Rahatsızca yerimde kıpırdandım. Her sabah olduğu gibi, gözlerimi araladığımda beyaz tavanla karşılaşmayı bekliyordum. Beyaza dönük yumuşak saçlarla değil.
İlk birkaç saniye olanları sindirmekle vakit harcadım. Oda huzurlu bir sessizlikle doluydu, sağır olacakmış gibi hissettim bir an için. Sonra Jihoon'un kollarının hala bana sarılı olduklarını fark ettim. Gece olduğu gibi sıkmıyordu.
Gözlerimi saate çevirdim ve çoktan dersimin başlamış olduğu gerçeği kafama dank etti. Üniversite hayatı boyunca ders kaçırmayan biri olarak Jihoon sebebiyle bir ilk yaşamam tuhaf hissettirmişti.
Gülümsedim, sanırım hala kendimde değildim.
Sonra Jihoon'un belime kadar inmiş olan kollarını kendimden uzaklaştırıp midemin biraz üstüne yapıştırdığı suratını da üzerimden çektim. Hala onun bir kediye benzediğini düşünüyordum. Birkaç mırıltı bırakıp dudaklarını yaladığında buna emin oldum. Sevimli oluşu bir yana, çok çocuksu bir tipi vardı. Gece onu incelediğimi hatırlıyorum. Ama şimdi güneşin tüm ışığı onun suratında parlıyorken izlemek daha güzeldi. Onu tanıyormuşum gibi hissettiriyordu. Fakat söylediğim gibi, bu sadece histi. Onun hakkında bilgilerim sınırlıydı. Soyadını bile bilmiyorum. Adı Jihoon'du. Yirmi yaşında bir konservatuar öğrencisiydi. Ailesini kaybetmişti, kalacağı bir yeri yoktu. Burası dışında. Ha bir de, dans edebiliyor, şarkı söyleyebiliyordu. Buna dün şahit olmuştum. Gerçekten çok... Büyüleyiciydi?

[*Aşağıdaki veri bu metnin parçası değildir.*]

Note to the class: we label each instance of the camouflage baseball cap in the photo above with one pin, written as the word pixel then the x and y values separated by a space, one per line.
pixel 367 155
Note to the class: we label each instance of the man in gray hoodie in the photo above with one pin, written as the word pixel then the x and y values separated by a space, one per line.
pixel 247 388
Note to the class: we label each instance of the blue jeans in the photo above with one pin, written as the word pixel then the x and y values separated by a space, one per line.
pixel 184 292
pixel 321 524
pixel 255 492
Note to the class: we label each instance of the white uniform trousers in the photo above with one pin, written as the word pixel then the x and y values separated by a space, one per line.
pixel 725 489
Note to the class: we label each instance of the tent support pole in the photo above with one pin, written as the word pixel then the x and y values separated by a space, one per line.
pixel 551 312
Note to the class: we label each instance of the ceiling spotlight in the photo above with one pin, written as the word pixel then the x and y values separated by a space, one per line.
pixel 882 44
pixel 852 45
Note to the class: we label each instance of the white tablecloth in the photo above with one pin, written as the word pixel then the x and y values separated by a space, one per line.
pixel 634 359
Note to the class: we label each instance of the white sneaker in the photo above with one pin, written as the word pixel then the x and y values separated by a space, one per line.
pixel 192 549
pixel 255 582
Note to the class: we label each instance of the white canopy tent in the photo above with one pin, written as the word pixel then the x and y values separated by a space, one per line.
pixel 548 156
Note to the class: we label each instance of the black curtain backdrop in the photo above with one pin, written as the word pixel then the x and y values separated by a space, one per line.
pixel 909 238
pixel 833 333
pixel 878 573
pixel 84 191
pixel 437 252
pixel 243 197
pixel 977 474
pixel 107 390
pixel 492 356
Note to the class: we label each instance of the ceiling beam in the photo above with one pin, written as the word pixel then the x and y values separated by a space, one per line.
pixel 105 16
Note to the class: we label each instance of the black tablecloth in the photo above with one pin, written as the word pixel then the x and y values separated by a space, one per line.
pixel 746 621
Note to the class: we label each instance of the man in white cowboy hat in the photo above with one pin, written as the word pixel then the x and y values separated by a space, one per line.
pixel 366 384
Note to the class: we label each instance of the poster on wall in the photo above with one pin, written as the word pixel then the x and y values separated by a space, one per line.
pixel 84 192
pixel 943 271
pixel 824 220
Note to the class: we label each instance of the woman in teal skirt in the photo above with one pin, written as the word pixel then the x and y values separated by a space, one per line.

Ayrıca, kötü biri gibi gözükmekten nefret ediyordu. Evet, benim gördüğüm Jihoon tam olarak buydu.
Düşüncelerim Jihoon mırıldanıp kıpırdandığında dağıldı. Yorgan üzerinden kaymak üzereydi ve tişörtü onun buraya geldiği ilk zamanlar gördüğüm kızarıklıkları gözlerimin önüne sermişti. Eski izler silik duruyorlardı. Mor ve kahverengi arasıydı genelde. Dayanamadım ve parmaklarımı üzerlerinde gezdirmeye başladım. Hemen çenesinin alt tarafında da vardı bir tane. Onları saymak eğlenceliydi. Son iki tanesi omzunun üzerindeydi. Net görebilmek için tişörtünü çekiştirdim.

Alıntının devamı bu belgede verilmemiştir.